Some readers won’t appreciate it, and I am sad for that, but this is the only visual I’m comfortable sharing from my recent illness. It took a few days to realize how seriously sick I was. The dehydration and infection really set me back. My husband helped me by carefully monitoring my medications and helping me take them. As soon as the antibiotics kicked in, I felt a little better. When the stent was removed, I was better still.
I am doing very well indeed these last few days, but I am sad too. It only took a few days to bring me so incredibly low. It’s a hard place to be. I fled my Buddhist practice during those very dark, very painful times. I could only show restraint in the way I communicated – and even then, I grew sharp. My husband came home later than I’d thought he would (should?) and I shouted, “Where have you been?!” I was doubled over in pain and very frightened. I felt very helpless.
I somehow recovered and then I jumped right into work.

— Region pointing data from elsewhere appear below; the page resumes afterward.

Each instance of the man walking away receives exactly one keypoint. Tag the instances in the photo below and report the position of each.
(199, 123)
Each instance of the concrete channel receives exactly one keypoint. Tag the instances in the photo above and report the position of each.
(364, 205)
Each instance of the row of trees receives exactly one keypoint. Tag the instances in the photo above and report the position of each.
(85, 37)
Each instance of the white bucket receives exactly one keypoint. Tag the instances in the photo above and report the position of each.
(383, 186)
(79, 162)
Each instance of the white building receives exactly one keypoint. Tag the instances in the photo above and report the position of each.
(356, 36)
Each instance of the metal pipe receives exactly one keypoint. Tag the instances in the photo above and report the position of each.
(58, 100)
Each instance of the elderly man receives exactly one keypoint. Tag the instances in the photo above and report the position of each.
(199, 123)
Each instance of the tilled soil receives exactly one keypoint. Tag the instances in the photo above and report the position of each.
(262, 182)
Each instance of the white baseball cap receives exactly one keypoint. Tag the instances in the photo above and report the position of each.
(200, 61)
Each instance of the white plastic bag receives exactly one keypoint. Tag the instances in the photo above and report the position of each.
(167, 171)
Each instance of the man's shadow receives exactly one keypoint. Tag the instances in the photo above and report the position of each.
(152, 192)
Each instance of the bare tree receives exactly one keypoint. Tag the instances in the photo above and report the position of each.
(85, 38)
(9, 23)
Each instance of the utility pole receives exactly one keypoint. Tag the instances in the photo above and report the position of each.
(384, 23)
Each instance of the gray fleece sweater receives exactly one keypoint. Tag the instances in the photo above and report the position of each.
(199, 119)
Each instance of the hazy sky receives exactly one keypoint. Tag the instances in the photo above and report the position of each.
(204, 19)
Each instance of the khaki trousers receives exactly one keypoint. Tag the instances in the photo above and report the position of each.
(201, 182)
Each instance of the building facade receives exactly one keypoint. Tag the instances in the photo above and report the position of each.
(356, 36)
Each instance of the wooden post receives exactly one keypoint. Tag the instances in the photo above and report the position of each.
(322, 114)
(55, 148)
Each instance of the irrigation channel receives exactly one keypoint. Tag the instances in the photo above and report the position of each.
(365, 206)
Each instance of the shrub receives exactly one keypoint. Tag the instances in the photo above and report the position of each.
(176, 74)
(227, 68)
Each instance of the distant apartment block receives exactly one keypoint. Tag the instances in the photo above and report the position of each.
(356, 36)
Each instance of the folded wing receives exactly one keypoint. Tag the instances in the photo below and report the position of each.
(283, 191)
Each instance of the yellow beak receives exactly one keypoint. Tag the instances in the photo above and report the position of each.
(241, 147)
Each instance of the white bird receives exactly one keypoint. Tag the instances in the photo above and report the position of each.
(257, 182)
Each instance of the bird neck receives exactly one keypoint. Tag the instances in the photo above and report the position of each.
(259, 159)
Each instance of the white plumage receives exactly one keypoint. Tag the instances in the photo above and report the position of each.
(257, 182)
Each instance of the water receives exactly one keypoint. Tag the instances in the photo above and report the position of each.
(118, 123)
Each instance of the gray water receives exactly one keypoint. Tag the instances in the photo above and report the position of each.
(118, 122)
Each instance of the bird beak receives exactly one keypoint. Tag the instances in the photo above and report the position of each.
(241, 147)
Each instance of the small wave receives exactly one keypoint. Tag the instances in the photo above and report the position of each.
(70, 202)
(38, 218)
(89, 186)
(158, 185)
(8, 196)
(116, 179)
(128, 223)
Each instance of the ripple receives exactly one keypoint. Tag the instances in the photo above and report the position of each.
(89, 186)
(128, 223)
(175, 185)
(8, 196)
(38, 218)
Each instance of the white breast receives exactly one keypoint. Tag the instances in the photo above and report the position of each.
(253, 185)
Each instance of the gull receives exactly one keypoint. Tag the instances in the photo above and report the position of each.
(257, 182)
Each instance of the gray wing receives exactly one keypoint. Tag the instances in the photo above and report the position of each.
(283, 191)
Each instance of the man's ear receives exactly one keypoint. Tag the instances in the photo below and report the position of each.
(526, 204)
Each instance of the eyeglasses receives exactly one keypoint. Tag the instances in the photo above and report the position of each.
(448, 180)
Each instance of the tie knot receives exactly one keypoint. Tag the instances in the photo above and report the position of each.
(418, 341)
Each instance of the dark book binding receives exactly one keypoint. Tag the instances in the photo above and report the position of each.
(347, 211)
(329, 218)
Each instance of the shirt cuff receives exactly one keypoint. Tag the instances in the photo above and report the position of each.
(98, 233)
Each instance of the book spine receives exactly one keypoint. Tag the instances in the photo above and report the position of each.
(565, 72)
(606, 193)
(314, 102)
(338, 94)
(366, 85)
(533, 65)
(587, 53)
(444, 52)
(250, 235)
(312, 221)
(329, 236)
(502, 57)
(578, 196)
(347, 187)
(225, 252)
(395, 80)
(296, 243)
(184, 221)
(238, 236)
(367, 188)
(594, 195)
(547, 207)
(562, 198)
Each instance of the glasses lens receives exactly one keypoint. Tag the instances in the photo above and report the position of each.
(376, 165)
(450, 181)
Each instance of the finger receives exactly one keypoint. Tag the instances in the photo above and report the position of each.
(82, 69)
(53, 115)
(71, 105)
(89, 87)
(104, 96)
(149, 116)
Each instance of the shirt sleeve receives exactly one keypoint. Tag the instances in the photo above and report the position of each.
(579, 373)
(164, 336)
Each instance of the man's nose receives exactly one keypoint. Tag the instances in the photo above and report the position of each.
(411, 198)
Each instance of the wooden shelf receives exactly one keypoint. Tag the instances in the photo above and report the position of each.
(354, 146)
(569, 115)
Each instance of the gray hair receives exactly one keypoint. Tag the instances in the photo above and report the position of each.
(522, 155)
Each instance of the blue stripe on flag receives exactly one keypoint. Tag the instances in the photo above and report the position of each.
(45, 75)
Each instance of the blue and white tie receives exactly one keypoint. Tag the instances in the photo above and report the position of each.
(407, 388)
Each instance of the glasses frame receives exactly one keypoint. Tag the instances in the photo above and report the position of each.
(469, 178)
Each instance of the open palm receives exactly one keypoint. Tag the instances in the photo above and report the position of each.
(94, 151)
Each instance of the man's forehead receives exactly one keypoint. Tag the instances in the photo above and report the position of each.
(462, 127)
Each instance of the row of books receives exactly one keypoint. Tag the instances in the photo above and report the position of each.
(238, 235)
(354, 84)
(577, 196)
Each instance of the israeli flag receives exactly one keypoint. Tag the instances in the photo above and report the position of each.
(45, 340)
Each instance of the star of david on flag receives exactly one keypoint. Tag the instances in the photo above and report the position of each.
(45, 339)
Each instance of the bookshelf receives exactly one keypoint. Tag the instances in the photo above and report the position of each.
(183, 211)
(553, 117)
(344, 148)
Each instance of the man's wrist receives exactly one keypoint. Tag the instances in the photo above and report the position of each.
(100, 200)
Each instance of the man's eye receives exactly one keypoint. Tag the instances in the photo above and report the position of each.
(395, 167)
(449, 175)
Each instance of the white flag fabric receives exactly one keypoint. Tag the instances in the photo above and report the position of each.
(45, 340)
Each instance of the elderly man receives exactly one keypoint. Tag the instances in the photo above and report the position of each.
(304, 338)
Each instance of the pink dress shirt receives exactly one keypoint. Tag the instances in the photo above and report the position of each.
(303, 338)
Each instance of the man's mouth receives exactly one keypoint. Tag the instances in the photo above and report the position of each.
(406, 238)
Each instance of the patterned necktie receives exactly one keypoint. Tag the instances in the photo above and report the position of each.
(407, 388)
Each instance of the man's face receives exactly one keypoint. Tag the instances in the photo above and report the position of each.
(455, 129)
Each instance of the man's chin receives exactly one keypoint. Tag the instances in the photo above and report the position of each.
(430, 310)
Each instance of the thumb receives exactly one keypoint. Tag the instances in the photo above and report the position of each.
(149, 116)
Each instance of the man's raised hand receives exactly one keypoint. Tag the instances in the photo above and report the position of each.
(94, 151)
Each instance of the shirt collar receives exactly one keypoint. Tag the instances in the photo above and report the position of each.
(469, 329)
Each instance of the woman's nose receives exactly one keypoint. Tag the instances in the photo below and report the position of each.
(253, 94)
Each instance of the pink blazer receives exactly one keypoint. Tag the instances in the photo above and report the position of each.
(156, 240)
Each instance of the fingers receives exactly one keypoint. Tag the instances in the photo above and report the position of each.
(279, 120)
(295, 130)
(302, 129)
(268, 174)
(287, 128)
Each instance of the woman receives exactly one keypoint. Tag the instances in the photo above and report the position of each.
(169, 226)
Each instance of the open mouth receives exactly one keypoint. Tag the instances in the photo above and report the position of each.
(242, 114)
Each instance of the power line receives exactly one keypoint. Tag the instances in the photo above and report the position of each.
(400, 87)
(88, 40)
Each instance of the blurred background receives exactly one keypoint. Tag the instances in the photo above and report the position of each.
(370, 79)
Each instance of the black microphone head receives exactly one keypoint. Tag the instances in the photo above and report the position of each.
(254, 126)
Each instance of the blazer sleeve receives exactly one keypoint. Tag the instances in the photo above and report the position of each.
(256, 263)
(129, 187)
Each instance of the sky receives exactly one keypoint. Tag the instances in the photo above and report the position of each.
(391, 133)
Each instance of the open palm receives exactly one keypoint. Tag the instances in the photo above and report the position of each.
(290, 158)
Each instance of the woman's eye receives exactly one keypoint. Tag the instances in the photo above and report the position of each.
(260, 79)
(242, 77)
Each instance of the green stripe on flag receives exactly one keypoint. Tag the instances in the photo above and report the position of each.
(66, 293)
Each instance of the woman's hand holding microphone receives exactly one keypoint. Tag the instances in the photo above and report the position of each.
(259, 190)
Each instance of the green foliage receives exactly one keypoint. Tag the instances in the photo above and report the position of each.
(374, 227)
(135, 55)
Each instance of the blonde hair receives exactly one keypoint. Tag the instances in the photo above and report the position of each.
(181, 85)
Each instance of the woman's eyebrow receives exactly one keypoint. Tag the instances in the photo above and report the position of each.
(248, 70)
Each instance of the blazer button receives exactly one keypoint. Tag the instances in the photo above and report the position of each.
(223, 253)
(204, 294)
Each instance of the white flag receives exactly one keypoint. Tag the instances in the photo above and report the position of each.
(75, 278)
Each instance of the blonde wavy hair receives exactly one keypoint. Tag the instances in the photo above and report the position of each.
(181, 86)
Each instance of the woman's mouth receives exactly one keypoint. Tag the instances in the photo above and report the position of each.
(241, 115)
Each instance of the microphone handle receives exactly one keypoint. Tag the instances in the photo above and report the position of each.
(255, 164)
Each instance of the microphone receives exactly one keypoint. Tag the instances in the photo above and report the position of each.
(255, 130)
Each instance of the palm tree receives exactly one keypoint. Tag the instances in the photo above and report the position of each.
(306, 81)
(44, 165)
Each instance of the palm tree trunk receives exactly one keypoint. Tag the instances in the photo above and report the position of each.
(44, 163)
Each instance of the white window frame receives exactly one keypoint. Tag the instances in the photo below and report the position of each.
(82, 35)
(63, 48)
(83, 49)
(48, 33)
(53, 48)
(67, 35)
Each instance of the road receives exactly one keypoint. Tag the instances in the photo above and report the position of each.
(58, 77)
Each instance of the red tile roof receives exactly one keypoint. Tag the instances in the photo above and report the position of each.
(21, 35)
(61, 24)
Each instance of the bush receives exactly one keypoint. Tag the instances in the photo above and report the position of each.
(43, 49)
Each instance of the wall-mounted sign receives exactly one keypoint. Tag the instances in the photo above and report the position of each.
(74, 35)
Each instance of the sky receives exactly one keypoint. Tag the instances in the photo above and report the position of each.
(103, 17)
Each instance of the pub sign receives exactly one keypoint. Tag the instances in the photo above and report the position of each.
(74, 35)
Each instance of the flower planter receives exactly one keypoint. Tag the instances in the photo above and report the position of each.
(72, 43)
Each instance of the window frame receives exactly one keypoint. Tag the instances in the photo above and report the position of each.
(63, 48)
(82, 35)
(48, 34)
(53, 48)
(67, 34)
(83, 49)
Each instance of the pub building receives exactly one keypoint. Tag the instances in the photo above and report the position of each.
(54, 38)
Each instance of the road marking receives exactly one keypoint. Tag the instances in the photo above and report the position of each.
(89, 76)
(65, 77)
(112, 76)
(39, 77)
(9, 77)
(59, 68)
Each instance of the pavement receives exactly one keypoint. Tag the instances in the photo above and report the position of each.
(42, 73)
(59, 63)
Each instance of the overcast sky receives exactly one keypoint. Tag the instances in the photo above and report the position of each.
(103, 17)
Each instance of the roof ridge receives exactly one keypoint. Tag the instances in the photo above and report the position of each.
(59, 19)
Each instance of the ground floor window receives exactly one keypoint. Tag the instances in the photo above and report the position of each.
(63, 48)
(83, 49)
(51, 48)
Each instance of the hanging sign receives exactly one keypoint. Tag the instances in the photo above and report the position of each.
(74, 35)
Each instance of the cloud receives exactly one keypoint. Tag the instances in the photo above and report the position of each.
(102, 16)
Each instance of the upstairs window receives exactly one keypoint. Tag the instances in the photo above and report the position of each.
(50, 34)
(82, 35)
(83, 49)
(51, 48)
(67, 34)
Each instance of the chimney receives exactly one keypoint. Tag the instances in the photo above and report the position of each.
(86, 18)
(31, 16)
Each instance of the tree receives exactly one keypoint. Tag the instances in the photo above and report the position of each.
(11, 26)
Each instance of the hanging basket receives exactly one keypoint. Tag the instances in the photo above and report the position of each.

So I am working again, and I am glad. But for these ten minutes I can admit, briefly, I would like to be able to rest a bit more. Can I do it? Will I let myself? Or do I just need to admit my weakness for a bit?
I want to be spoiled. I want hot chocolate chip cookies. I want an Aster & Bay face scrub. I want the hummingbirds to visit more often. I want a kitten to cuddle. I want a vacation I don’t have to pay for. I want dinner brought to our home, and to stay in bed. I want someone else to clean up my desk. I want the yard weeded and the deck lights strung instead of telling my husband to do it. I want to wake up tomorrow and have someone make me a pile of hot waffles.
But instead I settle for writing a bit. For taking a hot shower, and dressing in my soft pajamas. My daughter spends an hour with me before bed, holding one another and talking about our day. About our lives (“You’re a good role model to everyone around you,” she tells me). About our aspirations – for now, for the summer, for life.
She is off to bed, then my son joins me. He’s put the kitchen in order, and then readied for bed. His face is bright and keen from the evening’s wash. Sleep comes, for all of us, and soon. I’m tired enough I think I won’t stay up much longer. Just enough to write a bit, and then another night in our home, safe for now, and ready for respite.